Could the election be postponed? Yes.
Will voting be rescheduled from coast-to-coast next Tuesday? Very unlikely, according to election officials.
However, there is no precedent for this in a national general election, and there are some state-by-state changes that could occur as a result of the superstorm short of actually moving the election to another date.
As the sting of the storm is still fresh, election preparation up and down that East Coast -- and hundreds of miles inland -- has been suspended.
Early voting sites in several states were underwater Tuesday, inaccessible and closed.
Electricity is out to wide sections of the eastern seaboard, and authorities say it may be more than week for some areas to be reconnected.

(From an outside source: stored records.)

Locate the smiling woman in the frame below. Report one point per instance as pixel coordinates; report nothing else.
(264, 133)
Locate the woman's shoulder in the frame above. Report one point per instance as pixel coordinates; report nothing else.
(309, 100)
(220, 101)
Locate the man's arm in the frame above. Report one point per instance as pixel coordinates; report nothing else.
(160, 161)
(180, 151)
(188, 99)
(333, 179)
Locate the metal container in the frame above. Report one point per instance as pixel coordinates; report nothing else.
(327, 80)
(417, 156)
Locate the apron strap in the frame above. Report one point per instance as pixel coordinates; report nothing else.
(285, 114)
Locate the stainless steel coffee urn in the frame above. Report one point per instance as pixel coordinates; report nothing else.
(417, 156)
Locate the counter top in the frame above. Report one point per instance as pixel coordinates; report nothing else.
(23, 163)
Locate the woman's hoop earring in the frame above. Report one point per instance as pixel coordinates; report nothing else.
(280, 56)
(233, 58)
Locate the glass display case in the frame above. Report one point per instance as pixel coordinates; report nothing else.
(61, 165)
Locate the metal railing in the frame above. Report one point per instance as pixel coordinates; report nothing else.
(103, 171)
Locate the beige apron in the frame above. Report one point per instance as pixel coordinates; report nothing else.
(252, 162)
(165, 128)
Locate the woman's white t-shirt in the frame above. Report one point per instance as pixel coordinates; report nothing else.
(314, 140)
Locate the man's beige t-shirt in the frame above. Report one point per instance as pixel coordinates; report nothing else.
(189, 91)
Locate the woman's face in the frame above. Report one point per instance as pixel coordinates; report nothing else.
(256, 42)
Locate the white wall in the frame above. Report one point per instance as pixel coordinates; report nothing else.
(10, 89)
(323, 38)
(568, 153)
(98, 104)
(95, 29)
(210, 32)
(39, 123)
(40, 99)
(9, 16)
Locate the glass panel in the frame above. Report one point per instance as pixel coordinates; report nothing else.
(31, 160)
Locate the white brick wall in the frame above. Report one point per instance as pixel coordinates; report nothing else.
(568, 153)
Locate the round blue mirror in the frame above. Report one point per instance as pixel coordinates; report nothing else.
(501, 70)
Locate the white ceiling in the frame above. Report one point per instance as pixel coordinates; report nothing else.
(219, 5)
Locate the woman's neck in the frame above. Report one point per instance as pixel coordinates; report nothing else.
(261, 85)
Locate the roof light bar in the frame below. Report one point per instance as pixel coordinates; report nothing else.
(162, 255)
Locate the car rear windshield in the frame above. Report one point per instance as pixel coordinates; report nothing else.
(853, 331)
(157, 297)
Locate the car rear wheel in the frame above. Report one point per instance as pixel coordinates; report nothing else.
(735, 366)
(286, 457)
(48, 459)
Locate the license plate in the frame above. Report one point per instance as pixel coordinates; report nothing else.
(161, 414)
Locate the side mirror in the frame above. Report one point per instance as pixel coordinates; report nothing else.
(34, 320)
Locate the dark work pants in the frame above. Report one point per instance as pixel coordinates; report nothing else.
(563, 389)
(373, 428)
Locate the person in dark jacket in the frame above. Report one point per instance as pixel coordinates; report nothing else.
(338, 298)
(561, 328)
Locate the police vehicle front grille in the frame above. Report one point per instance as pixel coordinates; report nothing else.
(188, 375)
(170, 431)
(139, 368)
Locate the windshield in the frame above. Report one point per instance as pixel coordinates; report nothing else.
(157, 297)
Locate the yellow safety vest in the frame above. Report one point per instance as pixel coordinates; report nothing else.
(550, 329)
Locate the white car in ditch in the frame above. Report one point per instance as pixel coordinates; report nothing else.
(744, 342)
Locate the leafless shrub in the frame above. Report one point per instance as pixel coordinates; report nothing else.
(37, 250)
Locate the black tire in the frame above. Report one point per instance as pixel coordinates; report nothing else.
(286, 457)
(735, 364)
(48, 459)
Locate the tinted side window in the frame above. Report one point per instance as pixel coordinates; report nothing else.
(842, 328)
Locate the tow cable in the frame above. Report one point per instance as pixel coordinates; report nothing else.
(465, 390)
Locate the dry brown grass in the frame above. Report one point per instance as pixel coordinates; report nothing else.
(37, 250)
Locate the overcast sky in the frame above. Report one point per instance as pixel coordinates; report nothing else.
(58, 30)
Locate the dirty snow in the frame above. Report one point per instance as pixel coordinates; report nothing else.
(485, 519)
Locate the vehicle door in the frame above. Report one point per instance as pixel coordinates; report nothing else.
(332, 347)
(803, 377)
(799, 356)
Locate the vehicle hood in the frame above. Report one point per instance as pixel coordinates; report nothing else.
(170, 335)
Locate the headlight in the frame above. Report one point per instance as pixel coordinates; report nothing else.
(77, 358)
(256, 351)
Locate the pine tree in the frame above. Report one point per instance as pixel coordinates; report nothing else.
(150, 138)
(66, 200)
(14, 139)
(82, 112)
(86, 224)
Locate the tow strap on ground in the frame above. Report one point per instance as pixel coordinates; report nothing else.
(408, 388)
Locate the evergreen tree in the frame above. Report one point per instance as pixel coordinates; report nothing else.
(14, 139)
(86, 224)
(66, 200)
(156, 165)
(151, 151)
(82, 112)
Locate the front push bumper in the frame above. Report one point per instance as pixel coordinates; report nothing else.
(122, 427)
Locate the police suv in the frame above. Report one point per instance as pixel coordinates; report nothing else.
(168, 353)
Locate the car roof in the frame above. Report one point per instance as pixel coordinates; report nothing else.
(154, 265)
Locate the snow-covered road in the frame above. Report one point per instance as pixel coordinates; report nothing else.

Without power or generators, which already are in short supply, polling places couldn't open.
Congress only sets the date of the election, and the Constitution gives election administration to the states. There is no federal statute or constitutional provision that allows the U.S. government to suspend or postpone state-run elections.
After the Sept. 11 attacks, New York postponed its statewide primary.
Most states, including Illinois, have emergency election laws. If certain portions of presidential battleground states are still affected by power outages or storm damage next week, they could relocate precincts or postpone voting to another day by order of the state governor or in some cases local election authorities.
A 2004 report to Congress examined the possible postponement and rescheduling of federal elections. It found that "the federally established date for elections for federal office...may not necessarily be an 'absolute,' such that no election subsequent to that date could be or should be recognized."
For example, stated the report, "In a violent disruption of an election in Manhattan, New York City, should not necessarily affect, or at least could not predictably affect, an election in Manhattan, Kansas."
It is easy to forget that the presidential election is really not a national election; it is actually 51 separate elections in each state and the District of Columbia for presidential electors, who are pledged to one candidate or another.